Remove low-quality genes

Remove seudogenes, genes with mappability\(<0.9\), and gene pairs with cross-mappability higher than 1.

The code here is for the breast cancer TCGA data. So the genes on chromosomes X and Y are also removed.

rm(list = ls())

options(stringsAsFactors = FALSE)

# dataDGN: dir_data =
# dataDGN: gene.name = colnames(datExpr)

dir_data = "/project2/xuanyao/llw/breastcancerTCGA/txt_file"
setwd(dir_data)

### Data preparation ###
datExpr = readRDS("./ex_var_regressed.rds")
gene.name = sapply(colnames(datExpr), function(x) strsplit(x, "\\|")[[1]][1])

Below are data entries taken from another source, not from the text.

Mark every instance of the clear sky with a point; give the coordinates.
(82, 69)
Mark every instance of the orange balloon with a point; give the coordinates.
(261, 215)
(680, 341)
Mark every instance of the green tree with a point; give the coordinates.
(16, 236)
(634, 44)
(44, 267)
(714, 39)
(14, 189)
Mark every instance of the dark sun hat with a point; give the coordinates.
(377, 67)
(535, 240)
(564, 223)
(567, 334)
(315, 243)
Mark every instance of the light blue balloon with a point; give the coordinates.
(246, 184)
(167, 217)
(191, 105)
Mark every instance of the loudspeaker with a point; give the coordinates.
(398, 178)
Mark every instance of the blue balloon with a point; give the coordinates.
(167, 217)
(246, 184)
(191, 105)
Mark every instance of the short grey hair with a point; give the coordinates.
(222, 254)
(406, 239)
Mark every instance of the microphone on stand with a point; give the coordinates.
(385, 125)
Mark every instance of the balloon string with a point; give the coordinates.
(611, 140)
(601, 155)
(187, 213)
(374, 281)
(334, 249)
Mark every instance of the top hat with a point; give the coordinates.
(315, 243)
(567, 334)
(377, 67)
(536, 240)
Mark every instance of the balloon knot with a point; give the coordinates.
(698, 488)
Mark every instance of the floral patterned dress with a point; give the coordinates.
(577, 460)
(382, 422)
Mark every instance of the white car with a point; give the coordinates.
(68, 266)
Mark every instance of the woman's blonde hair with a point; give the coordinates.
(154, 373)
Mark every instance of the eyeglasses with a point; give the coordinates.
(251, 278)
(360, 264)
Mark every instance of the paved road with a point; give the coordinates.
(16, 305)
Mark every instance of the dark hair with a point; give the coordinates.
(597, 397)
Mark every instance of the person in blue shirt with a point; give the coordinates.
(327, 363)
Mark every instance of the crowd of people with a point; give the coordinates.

# remove genes on chromosome X & Y
gene.meta = read.table("./tumor.gene_pos.txt",
                       header = TRUE,
                       stringsAsFactors = F)
rownames(gene.meta) = gene.meta$gene
ind_chrX = gene.meta[colnames(datExpr), "chr"] == "chrX" | gene.meta[colnames(datExpr), "chr"] == "chrY"

# remove pseudogenes
pseudogenes = read.table("./pseudogenes.txt", sep ="\t", stringsAsFactors = F)
ind_pseudo = gene.name %in% unique(pseudogenes$V1)

# remove low mappability genes
mappability = read.table("./mappability.txt", sep ="\t", stringsAsFactors = F, header = T)
ind_map = gene.name %in% unique(mappability$gene_name)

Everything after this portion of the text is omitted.